The world and its desires will pass away
The apostle John beautifully outlines the foundational expressions of idolatry as being sensual craving, lust for possessions and social standing or power.
1 John 2:16-17 For everything in the world – the cravings of sinful man, the lust of his eyes and the boasting of what he has and does – comes not from the Father but from the world. 17 The world and its desires pass away, but the man who does the will of God lives forever. NIV
He continues by telling us that such desires – which apply to everything in the world – will pass away with the world but that the person whose desire is for God will not pass away with the world but live forever.
Being content with what you have
So, what of this word I have received? I believe contentment is a word for the church and it is for now; it is time for the Body of Jesus Christ to learn to be content in any and every situation.
Paul, an apostle of Jesus Christ, runs through the highlights of his life to the Corinthian church.
2 Cor 11:23-28 I have worked much harder, been in prison more frequently, been flogged more severely, and been exposed to death again and again. 24 Five times I received from the Jews the forty lashes minus one. 25 Three times I was beaten with rods, once I was stoned, three times I was shipwrecked, I spent a night and a day in the open sea, 26 I have been constantly on the move.

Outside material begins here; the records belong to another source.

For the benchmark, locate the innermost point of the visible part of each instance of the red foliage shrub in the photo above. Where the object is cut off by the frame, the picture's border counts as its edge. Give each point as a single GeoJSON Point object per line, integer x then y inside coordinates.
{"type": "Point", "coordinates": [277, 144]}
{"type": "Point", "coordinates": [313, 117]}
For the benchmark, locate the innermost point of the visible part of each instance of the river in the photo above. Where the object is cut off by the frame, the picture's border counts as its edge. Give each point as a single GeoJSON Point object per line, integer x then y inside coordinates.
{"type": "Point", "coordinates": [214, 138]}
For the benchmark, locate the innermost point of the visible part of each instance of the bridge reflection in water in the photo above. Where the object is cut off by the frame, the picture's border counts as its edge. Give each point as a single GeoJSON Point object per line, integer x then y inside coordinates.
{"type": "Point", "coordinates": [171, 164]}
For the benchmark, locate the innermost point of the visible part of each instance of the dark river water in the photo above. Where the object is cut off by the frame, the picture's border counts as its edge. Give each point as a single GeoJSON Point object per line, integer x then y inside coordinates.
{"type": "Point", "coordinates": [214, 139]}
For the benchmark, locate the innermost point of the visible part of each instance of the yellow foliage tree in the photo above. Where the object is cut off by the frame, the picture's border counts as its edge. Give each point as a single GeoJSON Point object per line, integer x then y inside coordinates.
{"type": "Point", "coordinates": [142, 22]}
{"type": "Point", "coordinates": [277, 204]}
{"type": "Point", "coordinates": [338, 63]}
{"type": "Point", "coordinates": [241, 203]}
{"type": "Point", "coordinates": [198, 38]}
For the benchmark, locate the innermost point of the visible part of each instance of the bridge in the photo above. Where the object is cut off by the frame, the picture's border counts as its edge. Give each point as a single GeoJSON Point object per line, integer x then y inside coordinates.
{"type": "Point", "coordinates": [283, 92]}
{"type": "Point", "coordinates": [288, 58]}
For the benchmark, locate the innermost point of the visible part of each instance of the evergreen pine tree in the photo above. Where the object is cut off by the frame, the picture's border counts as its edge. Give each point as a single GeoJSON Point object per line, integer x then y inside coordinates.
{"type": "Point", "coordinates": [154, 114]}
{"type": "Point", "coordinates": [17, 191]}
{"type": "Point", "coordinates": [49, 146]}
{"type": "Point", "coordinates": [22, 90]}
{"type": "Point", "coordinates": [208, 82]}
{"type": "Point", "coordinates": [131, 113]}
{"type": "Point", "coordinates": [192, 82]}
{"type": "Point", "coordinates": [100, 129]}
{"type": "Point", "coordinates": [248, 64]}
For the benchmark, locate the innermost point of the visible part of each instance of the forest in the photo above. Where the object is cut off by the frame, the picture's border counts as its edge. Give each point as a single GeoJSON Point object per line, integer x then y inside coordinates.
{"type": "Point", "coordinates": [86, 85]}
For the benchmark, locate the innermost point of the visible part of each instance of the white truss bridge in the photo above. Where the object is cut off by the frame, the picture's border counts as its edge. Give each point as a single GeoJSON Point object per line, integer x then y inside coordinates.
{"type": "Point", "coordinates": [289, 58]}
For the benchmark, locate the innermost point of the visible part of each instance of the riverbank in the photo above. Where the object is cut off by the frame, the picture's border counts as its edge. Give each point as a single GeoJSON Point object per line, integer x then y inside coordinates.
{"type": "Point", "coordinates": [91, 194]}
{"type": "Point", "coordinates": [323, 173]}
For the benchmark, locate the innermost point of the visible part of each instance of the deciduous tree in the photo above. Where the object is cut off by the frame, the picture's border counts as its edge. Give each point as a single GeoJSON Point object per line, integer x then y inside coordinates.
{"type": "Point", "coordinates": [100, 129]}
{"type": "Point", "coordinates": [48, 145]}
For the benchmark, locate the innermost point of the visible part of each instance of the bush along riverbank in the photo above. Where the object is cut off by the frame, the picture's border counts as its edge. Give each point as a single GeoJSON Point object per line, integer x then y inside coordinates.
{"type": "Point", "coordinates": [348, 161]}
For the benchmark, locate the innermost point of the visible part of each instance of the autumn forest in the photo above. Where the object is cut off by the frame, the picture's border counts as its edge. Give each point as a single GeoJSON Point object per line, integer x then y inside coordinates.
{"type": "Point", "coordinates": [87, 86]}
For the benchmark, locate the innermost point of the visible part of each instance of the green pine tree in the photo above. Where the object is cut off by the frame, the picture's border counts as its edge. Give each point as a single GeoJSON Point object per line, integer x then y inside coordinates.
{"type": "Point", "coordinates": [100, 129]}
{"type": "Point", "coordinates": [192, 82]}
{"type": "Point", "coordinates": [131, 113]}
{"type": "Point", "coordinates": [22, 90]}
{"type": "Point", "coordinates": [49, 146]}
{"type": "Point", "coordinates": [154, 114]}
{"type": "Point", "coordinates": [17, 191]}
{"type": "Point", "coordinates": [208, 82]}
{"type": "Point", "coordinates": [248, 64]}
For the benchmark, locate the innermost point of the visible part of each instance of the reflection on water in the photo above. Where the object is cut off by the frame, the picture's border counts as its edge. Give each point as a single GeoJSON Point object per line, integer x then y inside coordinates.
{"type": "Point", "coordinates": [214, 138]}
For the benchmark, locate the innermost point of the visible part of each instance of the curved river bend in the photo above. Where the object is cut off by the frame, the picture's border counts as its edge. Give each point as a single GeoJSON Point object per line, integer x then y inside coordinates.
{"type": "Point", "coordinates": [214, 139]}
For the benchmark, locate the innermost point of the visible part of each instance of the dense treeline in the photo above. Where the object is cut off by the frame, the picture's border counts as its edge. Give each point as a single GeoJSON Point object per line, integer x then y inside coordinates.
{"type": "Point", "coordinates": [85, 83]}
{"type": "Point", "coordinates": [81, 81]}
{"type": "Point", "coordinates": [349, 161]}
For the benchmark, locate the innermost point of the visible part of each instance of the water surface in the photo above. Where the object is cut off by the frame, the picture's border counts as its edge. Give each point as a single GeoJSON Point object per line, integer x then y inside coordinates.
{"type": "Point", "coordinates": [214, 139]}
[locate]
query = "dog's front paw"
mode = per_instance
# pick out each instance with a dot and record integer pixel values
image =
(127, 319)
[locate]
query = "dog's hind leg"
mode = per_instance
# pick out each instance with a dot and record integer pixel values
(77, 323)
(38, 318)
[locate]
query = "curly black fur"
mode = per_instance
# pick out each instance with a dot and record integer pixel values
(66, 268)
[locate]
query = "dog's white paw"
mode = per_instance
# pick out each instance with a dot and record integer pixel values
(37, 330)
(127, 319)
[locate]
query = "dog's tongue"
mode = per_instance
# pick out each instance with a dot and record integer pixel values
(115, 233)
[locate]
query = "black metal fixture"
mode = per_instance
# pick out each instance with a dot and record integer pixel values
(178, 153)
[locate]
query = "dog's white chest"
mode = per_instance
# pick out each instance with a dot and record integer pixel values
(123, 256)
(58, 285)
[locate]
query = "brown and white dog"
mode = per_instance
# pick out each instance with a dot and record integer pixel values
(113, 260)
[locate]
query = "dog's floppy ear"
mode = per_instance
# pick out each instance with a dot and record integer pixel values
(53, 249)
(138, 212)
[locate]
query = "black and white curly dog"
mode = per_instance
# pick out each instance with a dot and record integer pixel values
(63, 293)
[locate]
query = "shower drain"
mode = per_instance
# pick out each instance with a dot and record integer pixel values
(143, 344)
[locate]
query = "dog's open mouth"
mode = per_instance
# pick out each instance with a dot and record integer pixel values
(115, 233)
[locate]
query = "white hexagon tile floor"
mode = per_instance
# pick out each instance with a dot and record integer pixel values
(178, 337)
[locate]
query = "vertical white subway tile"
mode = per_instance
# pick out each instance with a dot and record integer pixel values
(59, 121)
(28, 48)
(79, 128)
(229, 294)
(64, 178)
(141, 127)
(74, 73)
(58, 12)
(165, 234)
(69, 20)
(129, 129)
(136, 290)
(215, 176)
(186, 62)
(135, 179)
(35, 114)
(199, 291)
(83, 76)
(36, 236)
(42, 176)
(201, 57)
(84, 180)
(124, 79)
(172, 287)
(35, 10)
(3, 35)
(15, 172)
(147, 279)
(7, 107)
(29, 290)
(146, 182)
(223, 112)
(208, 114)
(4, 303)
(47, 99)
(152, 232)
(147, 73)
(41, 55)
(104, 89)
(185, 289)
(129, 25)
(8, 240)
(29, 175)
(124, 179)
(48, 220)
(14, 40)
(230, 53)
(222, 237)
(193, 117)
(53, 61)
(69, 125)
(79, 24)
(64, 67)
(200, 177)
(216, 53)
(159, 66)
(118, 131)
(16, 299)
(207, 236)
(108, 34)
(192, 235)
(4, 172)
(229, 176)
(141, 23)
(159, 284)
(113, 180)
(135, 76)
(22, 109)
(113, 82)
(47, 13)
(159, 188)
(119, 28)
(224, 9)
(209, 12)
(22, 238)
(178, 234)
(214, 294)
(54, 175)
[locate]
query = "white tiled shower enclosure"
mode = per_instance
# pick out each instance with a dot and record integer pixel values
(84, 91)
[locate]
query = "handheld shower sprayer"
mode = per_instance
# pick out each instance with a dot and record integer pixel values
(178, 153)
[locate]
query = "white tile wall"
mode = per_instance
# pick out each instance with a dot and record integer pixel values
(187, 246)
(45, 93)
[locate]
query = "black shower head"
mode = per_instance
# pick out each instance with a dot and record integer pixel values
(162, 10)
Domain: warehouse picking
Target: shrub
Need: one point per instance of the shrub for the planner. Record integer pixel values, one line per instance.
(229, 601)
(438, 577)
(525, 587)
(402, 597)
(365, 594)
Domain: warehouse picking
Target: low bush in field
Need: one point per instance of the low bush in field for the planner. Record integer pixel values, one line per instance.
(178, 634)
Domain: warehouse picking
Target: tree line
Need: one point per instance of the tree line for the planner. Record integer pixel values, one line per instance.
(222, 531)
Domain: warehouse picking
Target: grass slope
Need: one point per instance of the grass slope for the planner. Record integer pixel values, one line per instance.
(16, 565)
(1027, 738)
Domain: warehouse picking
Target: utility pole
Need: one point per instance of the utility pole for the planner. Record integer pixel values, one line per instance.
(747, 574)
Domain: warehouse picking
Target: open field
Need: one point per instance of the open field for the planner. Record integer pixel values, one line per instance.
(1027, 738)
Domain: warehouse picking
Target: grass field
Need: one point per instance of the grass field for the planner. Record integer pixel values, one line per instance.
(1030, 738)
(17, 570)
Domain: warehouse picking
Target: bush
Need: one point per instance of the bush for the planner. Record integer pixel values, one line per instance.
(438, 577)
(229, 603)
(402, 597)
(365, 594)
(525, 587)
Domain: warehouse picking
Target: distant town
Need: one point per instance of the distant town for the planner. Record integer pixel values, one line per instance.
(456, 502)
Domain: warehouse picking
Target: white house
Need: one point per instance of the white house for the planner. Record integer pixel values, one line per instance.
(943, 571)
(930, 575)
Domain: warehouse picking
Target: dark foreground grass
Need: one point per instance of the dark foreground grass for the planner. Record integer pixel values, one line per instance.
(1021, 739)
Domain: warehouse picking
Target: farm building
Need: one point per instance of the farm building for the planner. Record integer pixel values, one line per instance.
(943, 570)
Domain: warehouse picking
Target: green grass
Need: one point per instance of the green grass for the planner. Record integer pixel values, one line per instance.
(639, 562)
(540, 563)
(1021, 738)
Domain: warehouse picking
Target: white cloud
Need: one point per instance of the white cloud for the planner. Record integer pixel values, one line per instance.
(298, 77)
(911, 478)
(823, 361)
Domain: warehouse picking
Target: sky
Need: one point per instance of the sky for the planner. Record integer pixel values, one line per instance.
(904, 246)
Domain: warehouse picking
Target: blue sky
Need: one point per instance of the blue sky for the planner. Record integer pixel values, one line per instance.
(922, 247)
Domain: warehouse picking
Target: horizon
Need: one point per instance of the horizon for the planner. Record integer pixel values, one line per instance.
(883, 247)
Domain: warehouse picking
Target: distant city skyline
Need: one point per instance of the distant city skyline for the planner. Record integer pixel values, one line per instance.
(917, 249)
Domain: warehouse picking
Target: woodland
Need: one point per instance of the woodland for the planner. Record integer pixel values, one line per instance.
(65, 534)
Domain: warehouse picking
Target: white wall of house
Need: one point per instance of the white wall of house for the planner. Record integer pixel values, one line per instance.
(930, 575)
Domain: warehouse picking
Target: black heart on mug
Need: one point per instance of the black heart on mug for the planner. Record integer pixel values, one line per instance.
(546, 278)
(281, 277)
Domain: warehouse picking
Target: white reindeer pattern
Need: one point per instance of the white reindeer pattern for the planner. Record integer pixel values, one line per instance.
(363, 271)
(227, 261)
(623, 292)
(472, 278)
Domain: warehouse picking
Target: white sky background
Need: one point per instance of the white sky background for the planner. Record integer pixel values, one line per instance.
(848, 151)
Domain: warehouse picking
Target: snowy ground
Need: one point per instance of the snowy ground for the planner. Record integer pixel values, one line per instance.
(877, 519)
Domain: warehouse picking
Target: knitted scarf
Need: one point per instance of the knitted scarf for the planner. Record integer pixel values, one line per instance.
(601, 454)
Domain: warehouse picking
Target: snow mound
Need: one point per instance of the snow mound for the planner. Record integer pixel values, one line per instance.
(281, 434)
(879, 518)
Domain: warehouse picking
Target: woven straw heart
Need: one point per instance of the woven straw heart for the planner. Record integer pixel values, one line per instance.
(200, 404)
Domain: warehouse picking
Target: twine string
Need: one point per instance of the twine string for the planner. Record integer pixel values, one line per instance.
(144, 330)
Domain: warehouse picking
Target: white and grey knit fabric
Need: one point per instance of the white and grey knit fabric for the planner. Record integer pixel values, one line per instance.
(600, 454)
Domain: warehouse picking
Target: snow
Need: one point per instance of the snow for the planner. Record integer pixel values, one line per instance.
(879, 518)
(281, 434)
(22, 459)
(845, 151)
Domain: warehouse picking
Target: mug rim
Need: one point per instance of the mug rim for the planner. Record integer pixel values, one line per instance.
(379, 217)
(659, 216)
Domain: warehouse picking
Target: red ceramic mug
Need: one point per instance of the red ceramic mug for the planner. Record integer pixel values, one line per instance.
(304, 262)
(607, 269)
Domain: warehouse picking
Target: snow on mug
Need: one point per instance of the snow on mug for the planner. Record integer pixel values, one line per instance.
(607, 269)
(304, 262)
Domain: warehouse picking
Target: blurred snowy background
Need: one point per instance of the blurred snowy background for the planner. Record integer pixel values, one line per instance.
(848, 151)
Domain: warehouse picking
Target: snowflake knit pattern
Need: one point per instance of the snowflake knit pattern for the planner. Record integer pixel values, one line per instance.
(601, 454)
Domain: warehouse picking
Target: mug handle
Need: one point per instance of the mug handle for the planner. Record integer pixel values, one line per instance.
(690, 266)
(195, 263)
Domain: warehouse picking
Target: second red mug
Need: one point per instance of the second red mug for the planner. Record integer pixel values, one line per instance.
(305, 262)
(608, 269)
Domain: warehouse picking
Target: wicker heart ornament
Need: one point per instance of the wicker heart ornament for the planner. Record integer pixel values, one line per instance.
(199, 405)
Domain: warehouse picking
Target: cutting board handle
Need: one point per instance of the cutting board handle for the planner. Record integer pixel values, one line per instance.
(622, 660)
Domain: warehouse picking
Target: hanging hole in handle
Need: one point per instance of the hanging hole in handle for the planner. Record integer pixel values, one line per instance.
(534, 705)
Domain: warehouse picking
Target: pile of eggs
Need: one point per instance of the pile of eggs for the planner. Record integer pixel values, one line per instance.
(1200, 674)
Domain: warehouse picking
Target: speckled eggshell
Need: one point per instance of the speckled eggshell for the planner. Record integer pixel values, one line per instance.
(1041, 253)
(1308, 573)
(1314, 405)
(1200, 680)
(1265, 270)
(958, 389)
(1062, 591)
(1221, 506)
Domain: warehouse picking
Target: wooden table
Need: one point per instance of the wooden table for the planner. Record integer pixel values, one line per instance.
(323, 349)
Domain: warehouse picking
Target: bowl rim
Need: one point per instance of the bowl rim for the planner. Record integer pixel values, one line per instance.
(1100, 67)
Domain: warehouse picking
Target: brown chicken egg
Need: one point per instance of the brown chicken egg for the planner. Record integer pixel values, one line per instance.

I have been in danger from rivers, in danger from bandits, in danger from my own countrymen, in danger from Gentiles; in danger in the city, in danger in the country, in danger at sea; and in danger from false brothers. 27 I have labored and toiled and have often gone without sleep; I have known hunger and thirst and have often gone without food; I have been cold and naked. 28 Besides everything else, I face daily the pressure of my concern for all the churches. NIV
This is markedly different from the ‘highlights’ of many of today’s guest speakers at conferences and seminars. I wonder if many of our conferences would draw a crowd to someone with Paul’s credentials?
Anyway, the point is that Paul does not once boast from a position of strength as we would understand it, but from one of weakness. He does not encourage us to follow a God who wants us wealthy, or living for pleasure or for political or social status, but to forsake worldly pleasures and follow Jesus Christ.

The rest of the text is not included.